On the desktop, Moore's Law is dead. More freedom may revive it
Written by Leader , Contributor

Intel's latest quarterly results show an alert company reacting to seismic change. It has decimated payroll: profits, accordingly, are up. It has slashed margins: on cue, sales have risen. Both are good and timely tactics. Neither is a substitute for strategy.

As those lost margins signify, the days of rich pickings have gone and may not return. There is a simple reason for this, and it's not one you'll find in any Intel press release. At the single core level, which defines how much of our software works, Moore's Law is dead — the dizzying rate of change it describes no longer drives the processor market. Last year's computer isn't that much slower than this year's model: there's no fresh blood in the bleeding edge.

Barring a revolutionary insight, the future for mass-market processor innovation is many-core processors or nothing. The "or nothing" is still frighteningly plausible, dragging the market into the low-margin commodity hell that has overtaken so many technology-driven revolutions. There aren't many TV makers in America these days.

Like just about everyone in the business, Intel is betting the farm on many-core. Moore's Law is still alive here, and promises a geometric increase in the number of processing units per chip. New markets are being sought in consumer and business IT, and in the latter some sectors are indeed well positioned to take advantage. High-performance computing, large servers dealing with huge numbers of simultaneous transactions, real-world data analysis — all these ideas mesh well with the many-core roadmap.

Yet these have never been the engines of Intel's success. That role belongs to the desktop, which remains stubbornly immune to many-core and its high-cost, high-pain software development. Sony and IBM have learned that just producing the goods does not guarantee results: the multi-core Cell architecture is not living up to its billing.

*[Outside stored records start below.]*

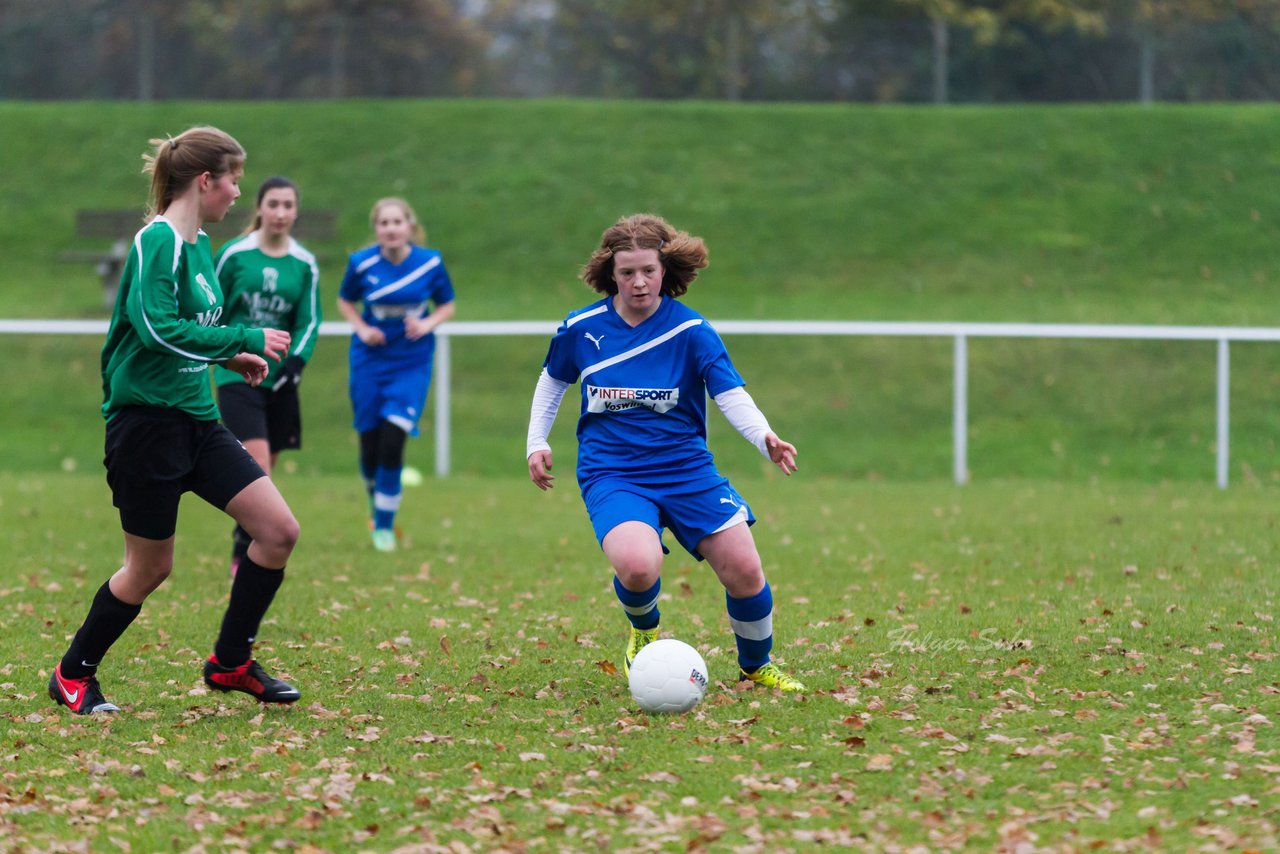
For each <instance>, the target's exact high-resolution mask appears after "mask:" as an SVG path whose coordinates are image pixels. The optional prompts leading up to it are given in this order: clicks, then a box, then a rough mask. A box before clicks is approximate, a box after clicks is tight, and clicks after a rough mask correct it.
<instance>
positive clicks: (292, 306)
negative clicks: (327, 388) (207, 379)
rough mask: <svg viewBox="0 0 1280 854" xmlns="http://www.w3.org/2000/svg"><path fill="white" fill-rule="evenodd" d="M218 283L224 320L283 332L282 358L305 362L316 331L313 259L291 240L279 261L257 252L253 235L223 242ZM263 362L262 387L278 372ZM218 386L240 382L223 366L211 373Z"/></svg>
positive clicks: (294, 241) (270, 366) (314, 290)
mask: <svg viewBox="0 0 1280 854" xmlns="http://www.w3.org/2000/svg"><path fill="white" fill-rule="evenodd" d="M214 270H215V273H218V283H219V284H220V286H221V287H223V294H224V296H225V297H227V312H225V320H227V323H228V324H232V325H234V324H243V325H246V326H253V328H257V329H264V328H265V329H284V330H285V332H288V333H289V335H291V337H292V342H291V343H289V352H288V353H287V356H298V357H300V359H302V361H305V362H308V361H311V353H312V352H314V351H315V347H316V335H317V334H319V332H320V320H321V310H320V268H319V266H317V265H316V257H315V255H312V254H311V252H308V251H307V250H306V248H305V247H303V246H302V245H301V243H298V242H297V241H296V239H293V238H292V237H291V238H289V242H288V250H287V252H285V255H284V256H283V257H273V256H270V255H268V254H265V252H264V251H262V250H261V242H260V239H259V232H251V233H248V234H244V236H243V237H238V238H236V239H234V241H232V242H229V243H227V245H225V246H224V247H223V248H221V250H219V251H218V257H216V259H215V260H214ZM282 364H283V360H282V361H279V362H270V361H269V362H268V365H269V366H270V373H269V374H268V375H266V379H265V380H262V384H264V385H265V387H268V388H271V387H273V385H274V384H275V375H276V373H278V371H279V369H280V365H282ZM214 382H215V383H216V384H218V385H224V384H227V383H243V382H244V378H243V376H241V375H239V374H237V373H236V371H232V370H227V369H225V367H215V369H214Z"/></svg>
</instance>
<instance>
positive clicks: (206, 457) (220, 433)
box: [102, 406, 266, 540]
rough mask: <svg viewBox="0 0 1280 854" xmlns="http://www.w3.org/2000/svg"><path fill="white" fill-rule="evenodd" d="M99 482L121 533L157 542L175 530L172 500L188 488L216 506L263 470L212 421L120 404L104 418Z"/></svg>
mask: <svg viewBox="0 0 1280 854" xmlns="http://www.w3.org/2000/svg"><path fill="white" fill-rule="evenodd" d="M102 465H104V466H106V483H108V485H109V487H111V503H113V504H115V506H116V507H118V508H119V511H120V526H122V528H123V529H124V531H125V533H127V534H133V535H136V536H145V538H147V539H155V540H163V539H168V538H170V536H173V534H174V531H175V530H177V529H178V502H179V501H180V499H182V494H183V493H186V492H193V493H196V494H197V495H200V497H201V498H204V499H205V501H207V502H209V503H210V504H212V506H214V507H216V508H218V510H227V504H229V503H230V501H232V498H234V497H236V495H238V494H239V493H241V490H242V489H244V487H247V485H250V484H251V483H253V481H255V480H257V479H259V478H265V476H266V475H265V472H264V471H262V469H261V466H259V465H257V463H256V462H255V461H253V457H251V456H250V453H248V451H246V449H244V446H242V444H241V443H239V440H238V439H237V438H236V437H233V435H232V434H230V430H228V429H227V428H224V426H223V425H221V424H219V423H218V421H197V420H196V419H193V417H191V416H189V415H187V414H186V412H179V411H177V410H165V408H156V407H151V406H128V407H125V408H123V410H120V412H119V414H118V415H116V416H115V417H113V419H111V420H110V421H108V424H106V456H105V457H104V460H102Z"/></svg>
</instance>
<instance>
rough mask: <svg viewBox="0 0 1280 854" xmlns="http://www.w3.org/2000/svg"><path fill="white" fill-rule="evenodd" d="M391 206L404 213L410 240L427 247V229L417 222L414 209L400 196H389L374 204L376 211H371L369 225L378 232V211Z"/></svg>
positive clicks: (379, 198) (369, 214) (416, 217)
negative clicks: (426, 242) (398, 209)
mask: <svg viewBox="0 0 1280 854" xmlns="http://www.w3.org/2000/svg"><path fill="white" fill-rule="evenodd" d="M389 205H396V206H397V207H399V209H401V210H403V211H404V216H406V219H408V225H410V239H411V241H412V242H413V243H415V245H417V246H426V229H425V228H422V224H421V223H420V222H417V214H415V213H413V207H412V206H411V205H410V204H408V202H407V201H404V200H403V198H401V197H399V196H388V197H387V198H379V200H378V201H375V202H374V209H372V210H371V211H369V224H370V225H372V227H374V232H375V233H376V232H378V211H380V210H381V209H383V207H387V206H389Z"/></svg>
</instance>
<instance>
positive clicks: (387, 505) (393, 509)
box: [374, 466, 401, 529]
mask: <svg viewBox="0 0 1280 854" xmlns="http://www.w3.org/2000/svg"><path fill="white" fill-rule="evenodd" d="M399 472H401V470H399V467H396V469H387V467H384V466H378V474H376V475H374V528H385V529H392V528H396V511H398V510H399V493H401V485H399Z"/></svg>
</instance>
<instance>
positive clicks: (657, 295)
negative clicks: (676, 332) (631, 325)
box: [613, 250, 666, 320]
mask: <svg viewBox="0 0 1280 854" xmlns="http://www.w3.org/2000/svg"><path fill="white" fill-rule="evenodd" d="M663 273H666V270H664V269H663V266H662V261H660V260H658V250H627V251H623V252H616V254H614V255H613V283H614V284H616V286H618V296H617V297H614V306H616V307H617V309H618V310H620V312H622V314H625V315H627V316H628V318H640V319H641V320H643V319H644V318H648V316H649V315H652V314H653V312H654V311H657V310H658V303H659V302H660V301H662V277H663Z"/></svg>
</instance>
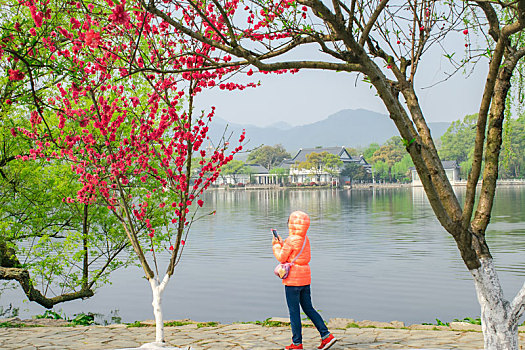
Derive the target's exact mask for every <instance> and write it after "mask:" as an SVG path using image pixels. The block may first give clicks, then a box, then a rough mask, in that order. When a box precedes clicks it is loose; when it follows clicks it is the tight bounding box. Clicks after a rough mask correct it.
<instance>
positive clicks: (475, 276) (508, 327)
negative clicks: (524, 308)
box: [470, 258, 525, 350]
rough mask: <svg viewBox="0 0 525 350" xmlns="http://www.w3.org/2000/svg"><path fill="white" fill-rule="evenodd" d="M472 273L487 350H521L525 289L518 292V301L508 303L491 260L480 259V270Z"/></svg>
mask: <svg viewBox="0 0 525 350" xmlns="http://www.w3.org/2000/svg"><path fill="white" fill-rule="evenodd" d="M470 272H471V274H472V276H473V277H474V285H475V286H476V292H477V295H478V301H479V303H480V306H481V327H482V330H483V338H484V342H485V344H484V345H485V349H486V350H518V349H519V347H518V320H519V317H520V316H521V313H522V312H523V297H524V295H525V288H522V290H521V291H520V293H518V295H517V297H516V299H515V302H513V303H512V304H511V303H510V302H509V301H507V300H506V299H505V298H504V297H503V290H502V289H501V284H500V282H499V279H498V275H497V273H496V269H495V267H494V262H493V261H492V259H491V258H487V259H481V267H479V268H478V269H475V270H471V271H470ZM524 287H525V286H524ZM520 299H521V300H520ZM519 304H521V305H519Z"/></svg>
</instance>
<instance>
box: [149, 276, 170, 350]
mask: <svg viewBox="0 0 525 350" xmlns="http://www.w3.org/2000/svg"><path fill="white" fill-rule="evenodd" d="M169 280H170V276H168V275H165V276H164V279H163V280H162V283H160V284H158V282H157V280H156V279H155V278H152V279H150V280H149V283H150V285H151V291H152V293H153V302H152V303H151V305H153V313H154V315H155V343H157V344H158V345H160V346H161V344H162V345H163V344H164V319H163V318H162V306H161V304H162V293H163V292H164V288H166V285H167V284H168V281H169Z"/></svg>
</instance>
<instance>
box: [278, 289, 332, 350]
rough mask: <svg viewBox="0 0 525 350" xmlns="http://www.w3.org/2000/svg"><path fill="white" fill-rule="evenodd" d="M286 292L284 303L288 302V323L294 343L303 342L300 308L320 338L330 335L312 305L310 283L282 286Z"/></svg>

There is only one certainty about the future of mass-market processors: one size will not fit all. Intel's best hope is to create a production infrastructure that can produce a plurality of options: tens, hundreds, thousands of cores per chip, sure, but reconfigurable and rewirable, hardware flexible enough to deliver advantages to many different tasks without demanding unconscionable amounts of software-development effort.

Freedom of choice is the best roadmap for a market inching towards a dead end.